With the frequency this phrase is used we should make it a one post sticky.


----------



## Guest (Jan 13, 2010)

thugit said:


> ride a double black diamond.
> then you've made it.


i can strap a sack of potatoes to a snowboard and they'll make it down a black diamond.

to the op, for now focus on technique, not terrain. i know my post seemed curt but if you want to progress and develop solid fundamentals, taking a lesson is absolutely the way to go. it's all too easy to develop hard-to-unlearn bad habits through teaching yourself or just improving organically.

alasdair


----------



## thugit (Sep 29, 2009)

(was a joke shh)


----------



## Guest (Jan 13, 2010)

Yeah that's true. Maybe ill take the group lesson next time I go just to check my technique. Either way tho I had a crazy good time


----------



## banana420 (Dec 7, 2009)

personally i've always thought that if you are getting the hang of it then there's no need for lessons. but i always like to do things myself so i've always seen lessons as silly. 
-remember to keep your knees bents
-don't ride above your skill level
-stay outta my way :laugh:
-most importantly HAVE FUN!!!


----------



## Tarzanman (Dec 20, 2008)

alasdairm said:


> i can strap a sack of potatoes to a snowboard and they'll make it down a black diamond.
> 
> to the op, for now focus on technique, not terrain. i know my post seemed curt but if you want to progress and develop solid fundamentals, taking a lesson is absolutely the way to go. it's all too easy to develop hard-to-unlearn bad habits through teaching yourself or just improving organically.
> 
> alasdair


That sounds like a wager waiting to happen. We talking regular Idaho potatoes or some kind of red/sweet potatoes? What kind of board and are bindings attached? Groomed slope, I assume?


----------



## Zee (Feb 21, 2008)

Please don't side slip down the steeps.


----------



## dharmashred (Apr 16, 2009)

Zee said:


> Please don't side slip down the steeps.


Please don't...it really fucks up the terrain for the other riders who _should_ be there.

My second time ever I took my silly ass up to the top and toeside the whole way down and it took me an hour and a half. Yeah i got down, but it doesn't mean shit. You can probably get down anything, but without the proper technique, it means jack shit. I've kept my ass away from the top until i feel confident enough to go up there and link turns, until then i don't have any business up there.
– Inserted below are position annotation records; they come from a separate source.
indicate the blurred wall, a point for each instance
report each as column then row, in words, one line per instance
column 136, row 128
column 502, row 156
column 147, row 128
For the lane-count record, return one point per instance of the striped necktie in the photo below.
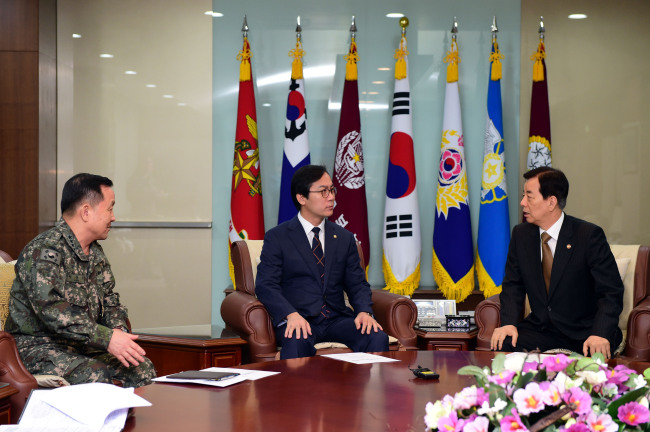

Take a lesson, bad habits are hard to break (this is from my personal experience as an intermediate rider). Last weekend there was a group of five noobs all sideslipping together in different fucking directions with no ability to brake and no supervision. It was a fucking game of frogger with them trying to navigate through without getting taken out.
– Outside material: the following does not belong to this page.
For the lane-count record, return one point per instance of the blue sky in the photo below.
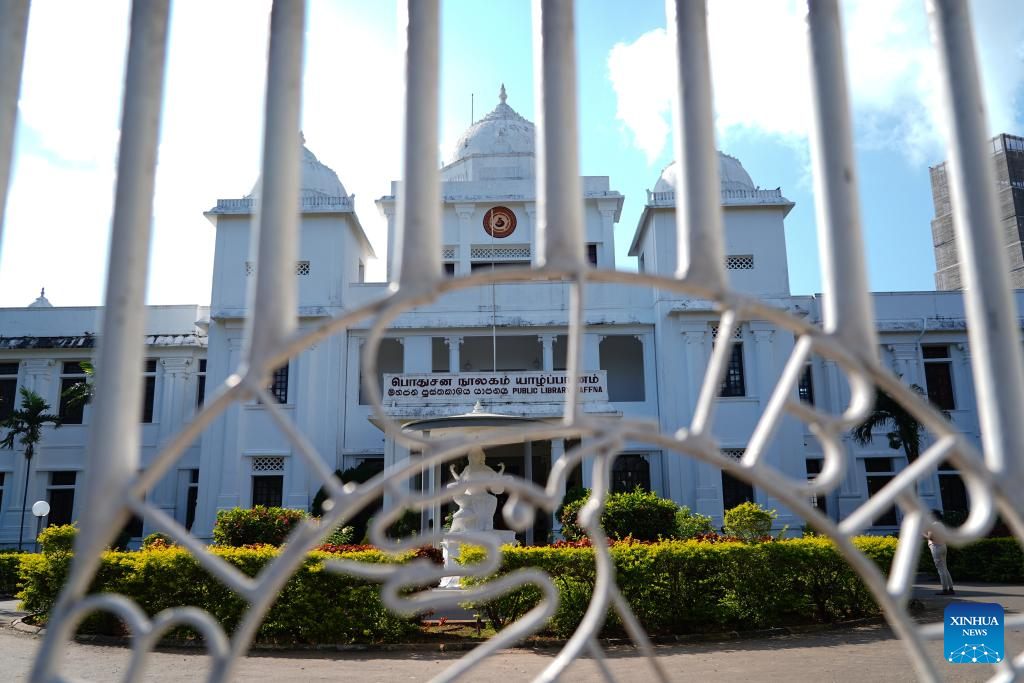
(59, 206)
Number one most important tip: Learn how to pull the brakes.


----------



## Guest (Jan 15, 2010)

dharmashred said:


> Please don't...it really fucks up the terrain for the other riders who _should_ be there.
> 
> My second time ever I took my silly ass up to the top and toeside the whole way down and it took me an hour and a half. Yeah i got down, but it doesn't mean shit. You can probably get down anything, but without the proper technique, it means jack shit. I've kept my ass away from the top until i feel confident enough to go up there and link turns, until then i don't have any business up there.
> 
> ...


:laugh: I feel like almost every run I do these days turns into a game of frogger. If you don't run into the sideslipping snowboarders. Your bound to hit the chain of skiers that are slowly cutting back and forth, taking up the entire width of the run.


----------